Brown adipose tissue (BAT) differentiation
hMSCs were seeded at a density of 5 × 104 cells per well in a 12-well plate, allowing for growth to approximately 70% confluence. The culture medium was then replaced with BAT induction medium that included DMEM, 10% FBS, 10% horse serum (Gibco), 1% penicillin–streptomycin, 100 nM dexamethasone, 0.45 mM isobutyl methyl xanthine (Sigma Aldrich), 3.0 µg/mL insulin (Sigma-Aldrich), and 1.0 μM rosiglitazone (BRL49653). The BAT induction medium was supplemented with A-peptides at 1.25 and 2.5 mg/ml. The medium was changed every 3 days with appropriate supplementation.
Scratch wound migration assay
hMSCs at an 8 × 104 cells/well concentration were seeded into 24-well plates and cultured overnight. At 80–90% cell confluence, the cells were wounded by scratching the surface of the culture well with a sterile 1000 ml pipette tip. Cells were washed with 1xPBS to remove detached cells and other cellular debris before adding fresh culture medium supplemented with various concentrations of cricket peptides (0–5 mg) and incubated at 37 °C under a 5% CO2 atmosphere for 48 h. Inverted microscopy was used to capture images of the closing wounds at 0, 24, and 48 h.
Western blot analysis
hMSCs, treated at appropriate times, were lysed in RIPA buffer supplemented with protease inhibitors. Total proteins were loaded and separated on a 7.5% SDS-PAGE gel. Following electrophoresis, the proteins were transferred to a PVDF membrane (Merck Millipore), blocked in 5% (w/v) skim milk, and incubated overnight at 4 °C with primary antibodies. The antibodies were as follows: Collagen 1 and OPN (both from Cell Signaling Technology) diluted to 1:1,000 and anti-β-actin peroxidase (ACTB; Sigma-Aldrich) diluted to 1:10,000. The membrane was washed with Tris-buffered saline/Tween 3 times before incubation with secondary antibodies for 2 h at room temperature. Signals were visualized using a Lumina crescendo western horseradish peroxidase substrate (Millipore). The antibodies used in this study are listed in Supplementary Table S1.
Real-time quantitative reverse transcription polymerase chain reaction (Real-Time qRT-PCR)

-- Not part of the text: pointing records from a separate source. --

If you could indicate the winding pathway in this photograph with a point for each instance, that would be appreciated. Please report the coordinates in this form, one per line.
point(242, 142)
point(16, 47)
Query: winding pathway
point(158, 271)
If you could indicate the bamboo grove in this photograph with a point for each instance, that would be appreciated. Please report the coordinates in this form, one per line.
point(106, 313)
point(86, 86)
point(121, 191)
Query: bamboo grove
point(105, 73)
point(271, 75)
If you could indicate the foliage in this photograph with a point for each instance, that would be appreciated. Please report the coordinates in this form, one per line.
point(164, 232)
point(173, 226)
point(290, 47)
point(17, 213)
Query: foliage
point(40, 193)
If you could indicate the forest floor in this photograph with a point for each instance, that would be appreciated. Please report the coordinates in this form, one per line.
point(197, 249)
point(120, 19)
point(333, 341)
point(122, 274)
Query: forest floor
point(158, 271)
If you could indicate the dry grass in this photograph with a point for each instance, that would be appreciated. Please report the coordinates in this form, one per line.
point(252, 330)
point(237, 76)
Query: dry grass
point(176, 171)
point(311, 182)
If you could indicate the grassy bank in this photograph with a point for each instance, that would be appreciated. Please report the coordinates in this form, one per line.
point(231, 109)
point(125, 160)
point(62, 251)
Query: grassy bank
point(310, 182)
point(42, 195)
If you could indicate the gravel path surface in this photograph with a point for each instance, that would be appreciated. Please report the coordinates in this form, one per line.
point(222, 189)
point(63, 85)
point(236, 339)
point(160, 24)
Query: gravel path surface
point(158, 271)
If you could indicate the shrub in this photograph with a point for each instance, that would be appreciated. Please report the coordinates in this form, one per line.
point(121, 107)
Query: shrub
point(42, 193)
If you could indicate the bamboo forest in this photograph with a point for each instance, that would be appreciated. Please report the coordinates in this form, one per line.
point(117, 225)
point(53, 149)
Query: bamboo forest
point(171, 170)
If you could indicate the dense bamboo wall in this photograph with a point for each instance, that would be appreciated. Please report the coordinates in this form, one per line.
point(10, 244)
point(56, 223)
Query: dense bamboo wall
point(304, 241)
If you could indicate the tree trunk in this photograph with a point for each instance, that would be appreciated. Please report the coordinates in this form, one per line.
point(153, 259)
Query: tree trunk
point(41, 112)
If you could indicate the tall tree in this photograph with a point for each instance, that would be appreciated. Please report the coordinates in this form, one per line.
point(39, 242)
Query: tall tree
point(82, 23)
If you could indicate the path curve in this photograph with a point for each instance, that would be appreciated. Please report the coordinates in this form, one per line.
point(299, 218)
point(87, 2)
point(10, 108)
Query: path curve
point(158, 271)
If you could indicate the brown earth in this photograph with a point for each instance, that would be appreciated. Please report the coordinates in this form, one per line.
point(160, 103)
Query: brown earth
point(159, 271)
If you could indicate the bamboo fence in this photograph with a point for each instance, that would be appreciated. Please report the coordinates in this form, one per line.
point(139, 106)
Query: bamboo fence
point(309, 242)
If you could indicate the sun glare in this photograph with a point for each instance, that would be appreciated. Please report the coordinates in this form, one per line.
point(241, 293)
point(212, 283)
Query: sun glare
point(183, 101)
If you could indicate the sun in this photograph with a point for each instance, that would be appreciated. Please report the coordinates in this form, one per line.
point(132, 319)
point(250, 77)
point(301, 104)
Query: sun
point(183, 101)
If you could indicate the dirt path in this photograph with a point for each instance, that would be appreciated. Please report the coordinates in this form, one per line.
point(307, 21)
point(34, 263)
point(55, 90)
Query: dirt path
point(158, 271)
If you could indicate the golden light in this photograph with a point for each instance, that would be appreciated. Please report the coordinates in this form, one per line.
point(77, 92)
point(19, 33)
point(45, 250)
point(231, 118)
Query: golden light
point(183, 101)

RNA was isolated from the cells and subjected to reverse-transcription using a High-Capacity cDNA Reverse Transcription Kit (Applied Biosystems, Foster City, CA, USA). qRT-PCR was conducted according to the manufacturer’s instructions. Real-time qRT-PCR was performed using a Real-Time PCR Master Mix (Applied Biosystems) with a CFX384 Real-Time PCR System (Bio-Rad Laboratories, Hercules, CA, USA). The primers used in this study are listed in Supplementary Table S2.
Statistical analysis
All experiments were conducted in triplicate. Results are presented as mean values ± standard deviations. One-way ANOVA and Duncan’s multiple-range tests were applied for mean comparison using SPSS 22.0 (IBM Corp., NY). One-way ANOVA and Duncan’s multiple-range tests were applied for mean comparisons of chemical determinations using SPSS 22.0. The Mann–Whitney U test was used to compare non-parametric variations between groups. A p-value < 0.05 was considered statistically significant. The data were analyzed using GraphPad Prism software version 3.0 for Windows (GraphPad Software, La Jolla, CA, USA).
Results
Distinctive effect of cricket peptides on stem cell proliferation
To evaluate the effects of CK, P and A-peptides on cell proliferation, a wound healing assay was performed. The degree of wound closure was observed at 0, 24, and 48 h. As shown in Fig. 1A, A-peptides significantly inhibited cell migration at both 24 and 48 h, especially at a 5 mg/ml concentration, which reduced migration by more than 50% compared to the control. In contrast, cells treated with CK and PS exhibited migration patterns that were not significantly different from the control group. Quantitative analysis of wound closure supports these findings. Cells treated with 5 mg/ml of A-peptides had significantly lower wound closure than all other conditions (P < 0.05). No significant differences were observed between CK, PS, and the control group at any time (Fig. 1B). These results suggest that A-peptides have a strong inhibitory effect on cell migration, whereas CK and PS do not significantly alter the migratory capacity of cells.
A-peptides and PS-peptides in the scratch wound migration assay. Imagery of wound closure at 0, 24, and 48 h (A). The percentage of wound closure for A-peptides and PS-peptides at 0, 2.5, and 5 mg/ml after 24 and 48 h (B). *P < 0.05, ns = not significantly different. The scale bar represents 500 µm.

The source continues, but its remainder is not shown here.